The Challenger. The film comes from quite a pedigree: political writer Joe Klein wrote the book (originally as "Anonymous"), and the film was written by Elaine May and directed by Mike Nichols. Everything inside is paper-thin disguised as being about the 1992 Clinton campaign for the White House. John Travolta's Jack Stanton loves politics just like the real character he's based on and really cares about people, some of them so much he can't resist having sex with them. The reason to watch the film today, of course, is for insight into the Hillary character, Susan Stanton, as played by Emma Thompson (if you can get past how her repression of her British accent seems to give her Susan a sort of non-American blandness).
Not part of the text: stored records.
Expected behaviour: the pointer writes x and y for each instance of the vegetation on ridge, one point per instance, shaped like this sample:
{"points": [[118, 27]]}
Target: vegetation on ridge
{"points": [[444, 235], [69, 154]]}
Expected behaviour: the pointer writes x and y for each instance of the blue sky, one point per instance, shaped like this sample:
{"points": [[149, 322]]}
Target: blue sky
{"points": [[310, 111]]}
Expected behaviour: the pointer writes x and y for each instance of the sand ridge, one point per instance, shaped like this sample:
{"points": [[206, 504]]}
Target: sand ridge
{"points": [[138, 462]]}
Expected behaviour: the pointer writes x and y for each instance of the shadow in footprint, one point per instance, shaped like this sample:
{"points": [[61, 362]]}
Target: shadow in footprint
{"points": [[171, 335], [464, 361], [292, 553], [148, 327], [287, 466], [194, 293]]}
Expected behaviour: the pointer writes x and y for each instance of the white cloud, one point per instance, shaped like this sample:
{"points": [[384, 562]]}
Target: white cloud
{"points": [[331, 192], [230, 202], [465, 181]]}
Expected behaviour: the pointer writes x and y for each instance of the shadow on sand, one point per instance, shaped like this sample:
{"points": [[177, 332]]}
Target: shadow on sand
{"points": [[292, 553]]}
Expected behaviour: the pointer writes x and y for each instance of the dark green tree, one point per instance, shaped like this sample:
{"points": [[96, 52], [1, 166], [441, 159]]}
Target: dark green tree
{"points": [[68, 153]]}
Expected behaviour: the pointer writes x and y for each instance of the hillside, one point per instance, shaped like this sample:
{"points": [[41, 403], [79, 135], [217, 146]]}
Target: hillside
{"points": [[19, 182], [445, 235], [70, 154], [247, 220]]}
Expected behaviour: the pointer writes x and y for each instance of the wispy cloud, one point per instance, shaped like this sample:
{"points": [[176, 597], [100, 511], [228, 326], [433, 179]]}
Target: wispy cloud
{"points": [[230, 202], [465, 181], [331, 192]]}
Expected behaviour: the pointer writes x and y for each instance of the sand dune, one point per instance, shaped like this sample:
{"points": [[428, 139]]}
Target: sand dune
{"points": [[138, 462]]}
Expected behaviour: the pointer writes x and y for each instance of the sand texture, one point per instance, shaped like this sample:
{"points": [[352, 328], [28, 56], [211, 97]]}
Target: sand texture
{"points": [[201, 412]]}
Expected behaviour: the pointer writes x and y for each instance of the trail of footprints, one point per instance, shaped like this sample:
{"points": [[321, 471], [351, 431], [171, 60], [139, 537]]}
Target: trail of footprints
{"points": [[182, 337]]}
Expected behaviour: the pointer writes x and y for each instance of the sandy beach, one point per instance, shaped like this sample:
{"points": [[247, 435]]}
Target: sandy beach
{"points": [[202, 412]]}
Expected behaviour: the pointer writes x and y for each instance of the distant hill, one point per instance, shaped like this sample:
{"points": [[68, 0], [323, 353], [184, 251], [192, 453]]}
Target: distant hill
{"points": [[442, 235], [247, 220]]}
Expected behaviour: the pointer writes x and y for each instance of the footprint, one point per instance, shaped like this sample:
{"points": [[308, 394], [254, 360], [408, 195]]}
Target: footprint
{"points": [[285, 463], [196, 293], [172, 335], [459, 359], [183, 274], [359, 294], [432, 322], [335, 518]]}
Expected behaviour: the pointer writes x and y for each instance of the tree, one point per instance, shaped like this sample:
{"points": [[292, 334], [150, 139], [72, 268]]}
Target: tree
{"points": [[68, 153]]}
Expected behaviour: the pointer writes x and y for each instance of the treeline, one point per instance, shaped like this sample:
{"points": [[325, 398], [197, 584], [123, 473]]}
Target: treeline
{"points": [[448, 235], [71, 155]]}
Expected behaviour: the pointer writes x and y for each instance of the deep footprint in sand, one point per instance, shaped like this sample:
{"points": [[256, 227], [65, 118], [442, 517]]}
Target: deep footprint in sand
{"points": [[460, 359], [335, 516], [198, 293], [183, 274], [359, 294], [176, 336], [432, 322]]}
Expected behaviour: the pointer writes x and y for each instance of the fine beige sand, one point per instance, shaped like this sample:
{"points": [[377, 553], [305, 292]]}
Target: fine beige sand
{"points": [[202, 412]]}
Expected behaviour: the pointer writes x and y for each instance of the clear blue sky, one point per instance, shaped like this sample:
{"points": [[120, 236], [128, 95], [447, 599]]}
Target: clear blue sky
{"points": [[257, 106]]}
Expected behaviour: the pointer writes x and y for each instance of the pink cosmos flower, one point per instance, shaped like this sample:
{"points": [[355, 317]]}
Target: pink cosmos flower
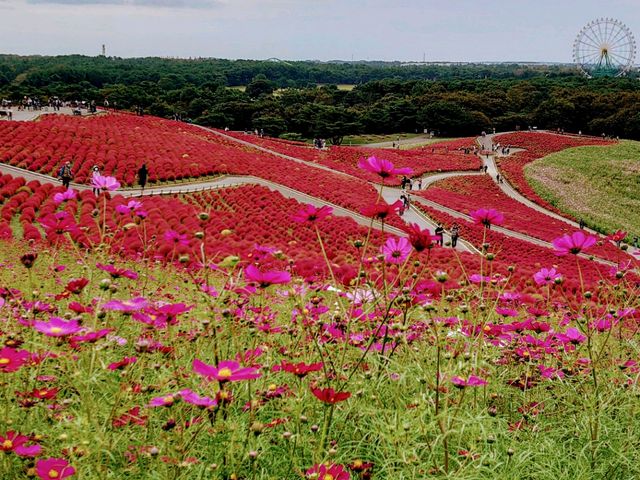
{"points": [[60, 197], [104, 183], [226, 371], [14, 442], [572, 335], [163, 401], [383, 168], [57, 327], [311, 214], [175, 238], [477, 278], [58, 224], [546, 276], [325, 471], [54, 469], [396, 250], [133, 207], [11, 359], [381, 210], [487, 217], [329, 395], [122, 363], [574, 243], [193, 398], [116, 272], [264, 279], [472, 381], [126, 306], [419, 239]]}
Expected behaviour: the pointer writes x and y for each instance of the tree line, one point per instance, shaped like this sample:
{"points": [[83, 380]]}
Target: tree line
{"points": [[303, 100]]}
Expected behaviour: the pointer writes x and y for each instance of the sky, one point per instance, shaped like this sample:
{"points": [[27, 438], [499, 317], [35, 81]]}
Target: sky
{"points": [[404, 30]]}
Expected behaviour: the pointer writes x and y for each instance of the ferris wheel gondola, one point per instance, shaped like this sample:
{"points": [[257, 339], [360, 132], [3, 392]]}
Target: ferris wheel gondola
{"points": [[604, 48]]}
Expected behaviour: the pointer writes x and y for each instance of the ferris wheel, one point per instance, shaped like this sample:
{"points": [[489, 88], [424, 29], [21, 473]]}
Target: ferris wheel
{"points": [[604, 48]]}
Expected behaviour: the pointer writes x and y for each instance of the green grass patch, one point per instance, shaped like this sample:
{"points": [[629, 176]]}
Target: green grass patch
{"points": [[597, 184]]}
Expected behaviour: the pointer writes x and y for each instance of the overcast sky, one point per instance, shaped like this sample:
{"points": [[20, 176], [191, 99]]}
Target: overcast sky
{"points": [[441, 30]]}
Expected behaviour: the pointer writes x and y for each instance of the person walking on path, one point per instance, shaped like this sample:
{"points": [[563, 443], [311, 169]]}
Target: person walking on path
{"points": [[95, 171], [455, 233], [143, 174], [439, 234], [65, 174]]}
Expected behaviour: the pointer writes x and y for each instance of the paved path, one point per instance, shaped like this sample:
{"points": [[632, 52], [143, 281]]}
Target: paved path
{"points": [[31, 115], [492, 169]]}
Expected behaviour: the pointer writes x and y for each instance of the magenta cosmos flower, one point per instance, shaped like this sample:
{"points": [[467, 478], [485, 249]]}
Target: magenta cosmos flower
{"points": [[574, 243], [57, 327], [60, 197], [472, 381], [487, 217], [326, 471], [11, 359], [383, 168], [420, 239], [396, 250], [546, 276], [54, 469], [14, 442], [226, 371], [311, 214], [104, 183], [189, 396], [381, 210], [127, 306], [264, 279]]}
Travolta's impression of our former president is a little too slow and scratchy and never quite nails down this character as someone who could win the presidency despite some huge errors in personal judgment. There's a great moment when Susan Stanton up and slaps the hell out of her husband's face after his latest infidelity: it's surprising and it's what you would hope Hill actually did to Bill at some point. However, this is a film that doesn't actually pick sides: Clinton haters will see it as proof that Bill was barely a moral level above pond scum, and Clinton lovers will see it as proof of his humanity, however flawed and imperfect. I would love to see what this team could do with the 2008 Hillary campaign, though, because I bet it provided just as much material as Bill's 1998 one did.